The Giro brings us into the Lazio region, which is dominated by Roman influence. Roman cooking features cheap, simply prepared, no frills food as, historically, eating was out of necessity. The cuisine features influences from various cultures, customs and traditions brought together through Rome’s history. But, one thing is for sure, this region loves its pasta…from fresh egg pasta to hard pastas from the south.
One famous dish, pasta alla carbonara, has its roots in the Lazio region. The development of this recipe is a bit murky and has been linked to charcoal miners (i.e., “coal worker style”), the black pepper that is used in the dish, a restaurant in Rome named “Carbonara” and even the the rumor that black squid ink was a common ingredient. Another theory is that the dish was invented during World War II during ingredient shortages. The American GIs stationed there took the recipe home with them. Quite possibly, it was the Roman version of creating a classic American breakfast for the soldiers, bacon and eggs with pasta, of course!
Regardless of its origins, this recipe has taken on a life of its own and the ingredients vary by region and by country. However, the basic step remains – adding the egg at the end and letting the hot pasta cook it.
This is my vegetarian version of pasta alla carbonara which uses the classic recipe as a guide. (Obviously, the original recipe did not involve using a toaster oven to cook fake bacon.) I like making this when I’m looking for a quick and hearty meal. Saute onions if you so desire as it adds a little more depth to the dish, but I usually don’t miss the taste and the effort required to chop onions and clean a saute pan.

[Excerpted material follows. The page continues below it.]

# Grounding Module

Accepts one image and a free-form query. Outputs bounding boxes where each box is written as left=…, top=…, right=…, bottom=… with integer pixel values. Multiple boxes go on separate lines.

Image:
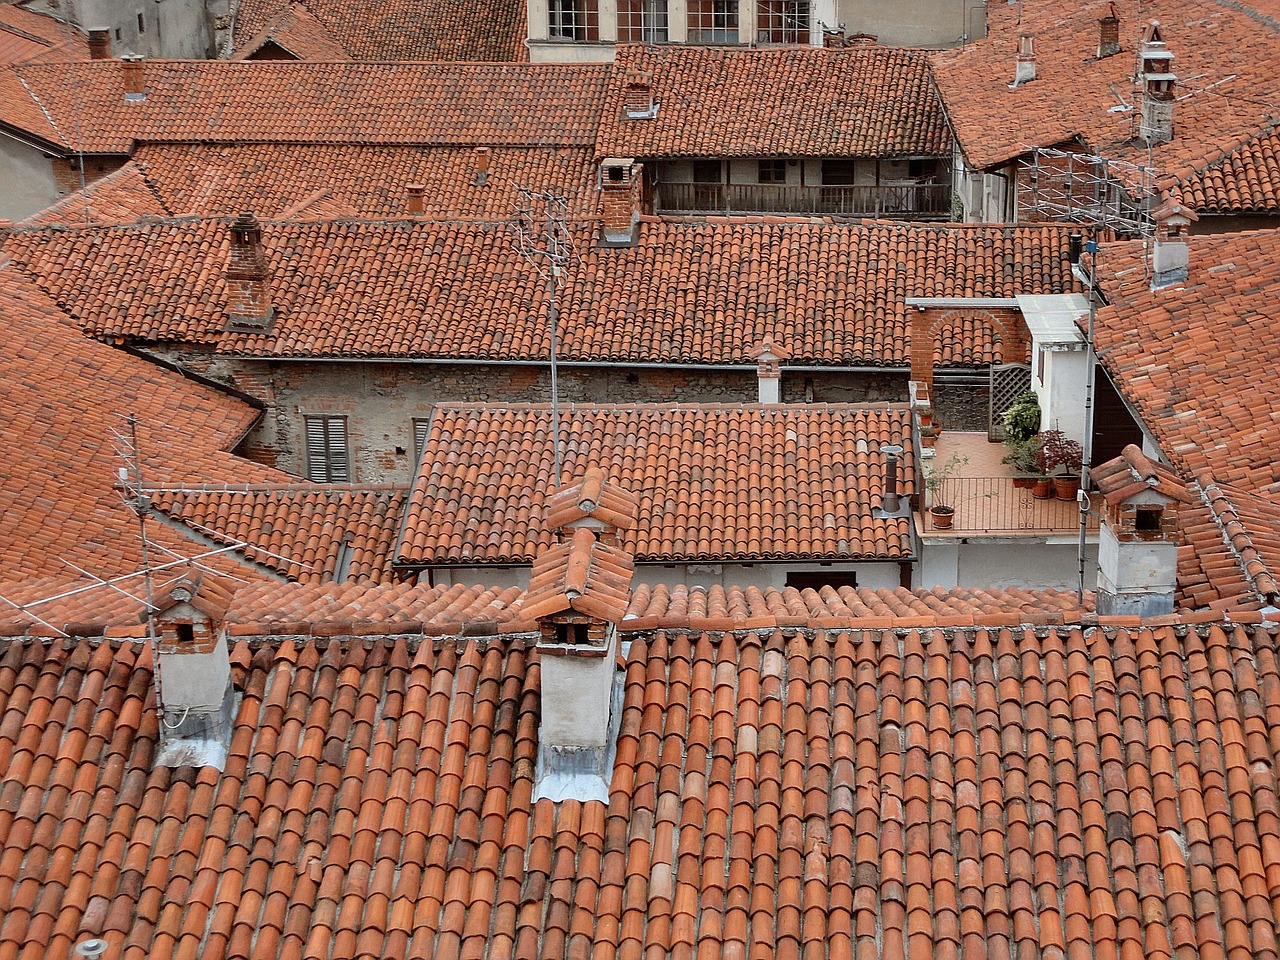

Megabeth’s Pasta alla Carbonara
- 1 box (8 oz) of whole wheat pasta (spaghetti, linguine, fettuccine, etc.)
- 5 – 6 strips of vegetarian bacon
- two eggs (egg substitute equivalent to two eggs)
- two tablespoons capers
- grated parmesean cheese
Prepare pasta per package instructions until al dente. Meanwhile, pre-heat toaster oven (or oven) to 450 degrees. (Note: you can also use a saute pan to cook the bacon until crisp, if preferred.) Spray toaster tray or cookie sheet with non-stick cooking spray. Then spray lightly the top of the “bacon”. Cook each side for about 3 minutes until desired crispiness is achieved. When cooked, cut “bacon” into small bite size pieces.
Crack two eggs in small bowl. Then whisk or beat with fork until blended.
When pasta is done cooking, drain and put in large bowl. Add beaten eggs to bowl and distribute through pasta. Add bacon pieces and capers. (Make sure pasta is still hot when adding the eggs. This is key to ensure the eggs are cooked thoroughly.) Sprinkle parmesean cheese into the pasta until it is coated with it.
Serve with lots of freshly ground pepper and enjoy.